'Mahogany tide' of algae turning harbor murky

Record-high water temperatures and a March sewage leak are contributing to a large algae bloom in the Baltimore harbor, bringing what is known as a "mahogany tide" of reddish-brown algae to the Middle Branch of the Patapsco River.

The bloom is somewhat earlier and more severe than usual, scientists say, despite the fact that a developing drought has limited runoff pollution from feeding algae growth.

Water testing conducted by the Maryland Department of Natural Resources shows skyrocketing levels of chlorophyll, the molecule plants use to turn sunlight into energy, and plummeting levels of oxygen in waters near Brooklyn and Cherry Hill. Both are classic signs of algae blooms.

The blooms threaten aquatic plant and animal life because when they die, the bacteria that decompose them suck oxygen from the water, creating dead zones. The algae also block sunlight from reaching underwater grasses, and the type that has developed in this bloom can also be toxic at high enough levels, scientists said.

"They're already existing in a less-than-pristine environment," National Aquarium interpretive specialist Susan Bitter said of the marine wildlife. "Add another stressor, and they might struggle a little bit."
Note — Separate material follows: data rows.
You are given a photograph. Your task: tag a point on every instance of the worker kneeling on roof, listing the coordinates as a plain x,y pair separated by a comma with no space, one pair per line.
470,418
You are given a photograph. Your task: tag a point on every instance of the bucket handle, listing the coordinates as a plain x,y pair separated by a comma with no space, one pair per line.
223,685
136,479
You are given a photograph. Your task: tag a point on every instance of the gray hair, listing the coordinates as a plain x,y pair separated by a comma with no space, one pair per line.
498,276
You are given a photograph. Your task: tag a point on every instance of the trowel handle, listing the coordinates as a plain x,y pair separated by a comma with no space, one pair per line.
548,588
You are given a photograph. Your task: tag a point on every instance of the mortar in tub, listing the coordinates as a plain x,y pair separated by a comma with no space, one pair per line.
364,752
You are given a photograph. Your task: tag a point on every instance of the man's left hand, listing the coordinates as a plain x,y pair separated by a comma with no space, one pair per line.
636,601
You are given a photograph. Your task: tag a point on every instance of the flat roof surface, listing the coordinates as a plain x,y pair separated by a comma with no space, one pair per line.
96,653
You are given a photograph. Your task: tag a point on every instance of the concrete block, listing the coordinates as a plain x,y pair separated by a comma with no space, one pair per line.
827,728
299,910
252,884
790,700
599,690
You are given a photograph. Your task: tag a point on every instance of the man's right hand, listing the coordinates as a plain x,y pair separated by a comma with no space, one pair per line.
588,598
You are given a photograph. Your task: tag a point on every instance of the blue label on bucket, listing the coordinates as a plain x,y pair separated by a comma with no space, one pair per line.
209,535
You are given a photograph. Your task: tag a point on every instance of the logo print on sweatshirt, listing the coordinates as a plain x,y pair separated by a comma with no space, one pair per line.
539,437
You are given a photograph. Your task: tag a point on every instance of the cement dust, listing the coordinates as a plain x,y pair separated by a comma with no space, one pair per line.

Organizers of clean-water advocacy group Blue Water Baltimore first noticed water in the Middle and Northwest branches of the Patapsco turn murky during a weekly visit for samples April 25, said David Flores, water-quality manager for the group's Baltimore harbor waterkeeper program. While their test results haven't come back yet, Department of Natural Resources' monitoring shows high levels of Prorocentrum minimum, a potentially harmful form of algae that crops up every spring.

But a few factors are different this spring, scientists said. Spring rain typically pours fertilizers into the bay, spawning the algae blooms, but this year rainfall totals are about 5 inches below normal. In some parts of the bay, that is showing how much water quality can improve if anti-pollution policies limit fertilizer runoff, said Beth McGee, a senior water quality scientist with the Chesapeake Bay Foundation.

"It is one more argument that we need to keep up pollution reduction," McGee said.

But lack of rain is also keeping sewage leaks stagnant. On March 27, a pipe that transports about 17 million gallons of untreated sewage from western Baltimore County to the Patapsco Treatment Plant in Southwest Baltimore ruptured, flowing the sewage into the Middle Branch near Cherry Hill. Tom Parham, director of the DNR's tidewater ecosystem assessment division, attributed much of the algae around Baltimore to the leak.

Warmth of the bay water is further exacerbating the algae growth, scientists said. Testing sites showed 61-degree temperatures in the Patapsco and Back rivers in April, 6 degrees above normal and 2 degrees above the previous record high dating back to 1985. Record-high water temperatures are being recorded up and down the Chesapeake.

That is a problem because it makes the algae-eating bacteria more active, drawing more oxygen out of the water, McGee said. Warm water also holds less oxygen than cooler water, she said.

Elsewhere, an even larger algae bloom has developed in the South River, according to state testing sites. Algae levels there are nearly three times as high as in the Patapsco.

Water-quality advocates fear the conditions could mean an active algae-bloom season this summer. If rainfall levels remain below normal, it could mean less nitrogen and phosphorus pollution running into the bay, limiting algae growth. But the waters may also already be loaded with algae food because of a flood of runoff into the bay from Hurricane Irene in August and remnants of Tropical Storm Lee in September.

"It'll be an interesting summer," McGee said.